Justice Plan 2022, which was launched by justice minister Helen McEntee yesterday, sets out 159 actions to be taken this year, including the publication of the Family Court Bill by the end of Q1 2022.
The bill, long-awaited by practitioners, will establish a District Family Court, a Circuit Family Court and a Family High Court as divisions within the current court structures.
However, solicitor Keith Walsh told Irish Legal News: “Just as you cannot make bricks without straw, there is no point in having a state-of-the-art new Family Court Bill if we are not given the resources to properly implement it.
“The absence of proper resources will mean that any reforms will not work and will have the opposite effect, leading to gridlock in the courts and a system that functions less well than the current one.
“While the proposed actions are welcomed, the complete absence of any indication of what, if any, resources have been allocated to these areas means that it is difficult to properly assess whether these are real changes or simply window dressing.”
He added: “The absence of any firm commitment to resource the new Family Court Bill and the fact that it is supposed to be published within the next two days before the end of Q1 call into question the reality of the timescales proposed.”
Although the proposed family justice strategy and action plan “seems like a good idea”, Mr Walsh said: “We have no idea who will formulate the plan and whether, like the implementation team for the Family Court Bill, it will be devised only by civil or public servants with no representation from stakeholders in the family law system such as litigants themselves, the Bar and Law Society, and expert witnesses such as section 32 assessors.”
Other family justice commitments in Justice Plan 2022 include the publication of a review of the Guardianship of Infants Act 1964 by Q1; the implementation of EU legislation on recognition of judgments and judicial co-operation in family law matters by Q2; preliminary work on issues relating to international surrogacy and donor-assisted human reproduction by Q4; and public consultations on parental alienation by Q4.
Mr Walsh said: “One of the major challenges for the justice system in 2022 will be the implementation of the Assisted Decision Making (Capacity) Act 2015 and while this comes under the Department of Health, its effects on the administration of justice as well as the availability of resources, including judicial resources in the Circuit Court for other areas such as family law in 2022 are likely to be significant. There is no huge evidence of cross-departmental planning in the Justice Plan.

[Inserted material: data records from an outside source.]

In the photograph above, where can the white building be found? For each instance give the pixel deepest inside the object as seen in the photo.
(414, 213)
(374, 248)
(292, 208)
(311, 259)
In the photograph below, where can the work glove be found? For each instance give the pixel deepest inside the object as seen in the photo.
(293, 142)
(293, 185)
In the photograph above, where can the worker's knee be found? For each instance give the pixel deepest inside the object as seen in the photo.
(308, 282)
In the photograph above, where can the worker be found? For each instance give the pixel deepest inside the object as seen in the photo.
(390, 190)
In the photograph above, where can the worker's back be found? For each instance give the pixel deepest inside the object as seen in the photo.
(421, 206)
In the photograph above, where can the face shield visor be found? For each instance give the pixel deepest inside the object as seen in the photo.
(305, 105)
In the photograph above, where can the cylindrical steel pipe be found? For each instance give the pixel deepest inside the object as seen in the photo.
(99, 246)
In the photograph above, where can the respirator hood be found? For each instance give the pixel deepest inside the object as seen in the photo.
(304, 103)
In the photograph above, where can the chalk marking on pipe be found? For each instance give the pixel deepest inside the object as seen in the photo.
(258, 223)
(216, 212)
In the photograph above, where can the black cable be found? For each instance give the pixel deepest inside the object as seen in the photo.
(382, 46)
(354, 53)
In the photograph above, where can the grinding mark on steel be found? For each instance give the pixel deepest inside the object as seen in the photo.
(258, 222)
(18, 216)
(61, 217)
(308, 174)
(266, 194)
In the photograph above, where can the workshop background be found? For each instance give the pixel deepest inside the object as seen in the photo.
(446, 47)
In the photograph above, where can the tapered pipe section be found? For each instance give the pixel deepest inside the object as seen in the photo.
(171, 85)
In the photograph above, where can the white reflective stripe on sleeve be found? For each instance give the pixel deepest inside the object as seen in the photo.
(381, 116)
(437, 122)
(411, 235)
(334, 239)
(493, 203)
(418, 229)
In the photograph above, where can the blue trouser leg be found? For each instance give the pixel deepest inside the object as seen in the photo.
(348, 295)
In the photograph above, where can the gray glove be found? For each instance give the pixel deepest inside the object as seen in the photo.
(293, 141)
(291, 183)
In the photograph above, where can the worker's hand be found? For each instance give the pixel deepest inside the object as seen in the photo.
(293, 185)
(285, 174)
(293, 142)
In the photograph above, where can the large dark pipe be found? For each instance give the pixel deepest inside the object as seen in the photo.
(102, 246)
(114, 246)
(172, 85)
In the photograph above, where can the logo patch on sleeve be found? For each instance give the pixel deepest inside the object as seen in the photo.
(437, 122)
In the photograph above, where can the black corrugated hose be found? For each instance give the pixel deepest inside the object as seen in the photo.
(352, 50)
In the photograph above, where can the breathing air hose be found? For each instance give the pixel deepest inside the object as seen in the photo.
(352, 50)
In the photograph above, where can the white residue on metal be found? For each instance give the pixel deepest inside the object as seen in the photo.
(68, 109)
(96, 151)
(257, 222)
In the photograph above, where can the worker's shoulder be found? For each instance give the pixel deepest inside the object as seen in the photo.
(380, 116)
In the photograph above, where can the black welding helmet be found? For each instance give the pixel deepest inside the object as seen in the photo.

“The sheer number and scale of the objectives and actions required mean that it is unlikely that all of them can be achieved. Some of the objectives are obviously not achievable and diminish the credibility of the plan, such as the objective to publish the Judicial Appointments Bill by Q1 and enact it by Q2, which – given the delay in publication to date, the importance of the bill as well as the public interest involved – seems to be unrealistic.”